Just before the new year, Nevenka Tromp’s book Prosecuting Slobodan Milošević: The Unfinished Trial was translated into Albanian. The book comes out just some weeks before the 22nd anniversary of the Reçak massacre, a mass killing of 45 Kosovo Albanian civilians by Serbian Police and Yugoslav Army led by Goran Radosavljević.
The Reçak massacre was only included in the Milosevic case, while excluded in the Milutonovic and Djordjevic trials by the International Criminal Tribunal for the former Yugoslavia (ICTY) in The Hague. However, the perpetrator – Radosavljevic – is now a senior member of Aleksandar Vucic’s Serbian Progressive Party – the current president of Serbia and he did not appear in any case prosecuted by the ICTY let alone face trial for the crimes he committed in Kosovo.
In her book, Nevenka Tromp brings an excellent summary and analysis of the work done by prosecutors, investigators, and researchers of the ICTY in the Milošević case, which presented his crimes against humanity and genocide committed in Croatia, Bosnia, Kosovo and against his political opponents in Serbia.
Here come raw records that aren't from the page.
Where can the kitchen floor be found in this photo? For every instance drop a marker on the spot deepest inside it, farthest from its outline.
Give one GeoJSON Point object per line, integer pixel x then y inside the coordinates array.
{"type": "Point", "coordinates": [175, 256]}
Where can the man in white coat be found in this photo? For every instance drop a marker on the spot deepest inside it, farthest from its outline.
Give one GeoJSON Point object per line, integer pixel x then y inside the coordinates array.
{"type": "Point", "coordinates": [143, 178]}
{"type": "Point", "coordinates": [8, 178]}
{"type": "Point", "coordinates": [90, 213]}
Nevenka brings to the reader’s attention the leader, ideology, and plan that brought so much pain and destruction to Croatia, Bosnia, Kosovo, and Serbia itself.
But above all, this book shows the finality of an individual’s death and the lack of a verdict against him, a verdict that would have had an unimaginable weight and impact on history and the political relations in the Western Balkans region.
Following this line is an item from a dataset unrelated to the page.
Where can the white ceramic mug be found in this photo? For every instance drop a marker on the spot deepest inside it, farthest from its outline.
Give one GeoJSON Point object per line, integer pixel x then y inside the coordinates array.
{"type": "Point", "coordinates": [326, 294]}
But to date very few have realised how damaging Milošević’s death has been for the victims, for history and the course of political development in the region. With the failure to sentence Milošević, the spirit of justice failed and a wave of glorification of war criminals, revisionism in the region, and the return of those who served him with loyalty in Belgrade was unleashed. There was no end of history in the Western Balkans.
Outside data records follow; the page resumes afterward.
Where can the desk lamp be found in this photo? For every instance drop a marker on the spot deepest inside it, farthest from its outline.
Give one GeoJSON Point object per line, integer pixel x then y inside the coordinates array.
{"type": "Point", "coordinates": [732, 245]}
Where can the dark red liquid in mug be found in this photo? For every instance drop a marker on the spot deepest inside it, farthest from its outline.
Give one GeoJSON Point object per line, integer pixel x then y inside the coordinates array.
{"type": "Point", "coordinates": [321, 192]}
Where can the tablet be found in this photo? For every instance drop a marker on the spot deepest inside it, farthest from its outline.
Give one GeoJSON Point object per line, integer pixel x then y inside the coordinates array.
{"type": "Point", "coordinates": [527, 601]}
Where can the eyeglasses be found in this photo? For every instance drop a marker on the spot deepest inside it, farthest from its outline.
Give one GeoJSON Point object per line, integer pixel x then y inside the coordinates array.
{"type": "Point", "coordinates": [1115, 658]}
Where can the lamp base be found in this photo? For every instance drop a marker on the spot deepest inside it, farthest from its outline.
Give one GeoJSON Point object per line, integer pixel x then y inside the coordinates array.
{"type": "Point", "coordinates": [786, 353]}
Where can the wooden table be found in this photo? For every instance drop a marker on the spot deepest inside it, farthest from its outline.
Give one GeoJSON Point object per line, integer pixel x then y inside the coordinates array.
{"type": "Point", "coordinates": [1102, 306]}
With Milošević’s death and the lack of a verdict against him, Serbia did not have to face its past. A combination of a slow, bureaucratic international justice system and intransigence by Serbia made the ICTY fail to have its final say; that Serbia, through the state apparatus and through a leader, an ideology, and a concrete plan, committed crimes against humanity and genocide in an attempt to create a Greater Serbia, an ideology that still finds support in Belgrade among the political, military and academic elite and establishment.
With Milošević’s death and the arrest of Ratko Mladić and Radovan Karadžić, the European Union has given up on Serbia’s dealing with the past. This is not an issue for the international community anymore in the Western Balkans.
Today, many war criminals and many Milošević supporters still serve in the Serbian government, army and other institutions, murderers walk free without ever being questioned by any prosecutor for the crimes they have committed in Croatia, Bosnia and Kosovo.
The way Milošević’s trial unfolded reveals the many diplomatic attempts to reduce the “official” Serbian role in the Bosnian genocide, including key military and state documents being kept away from the public that would have had an impact on Bosnia’s genocide lawsuit at the International Court of Justice against Serbia.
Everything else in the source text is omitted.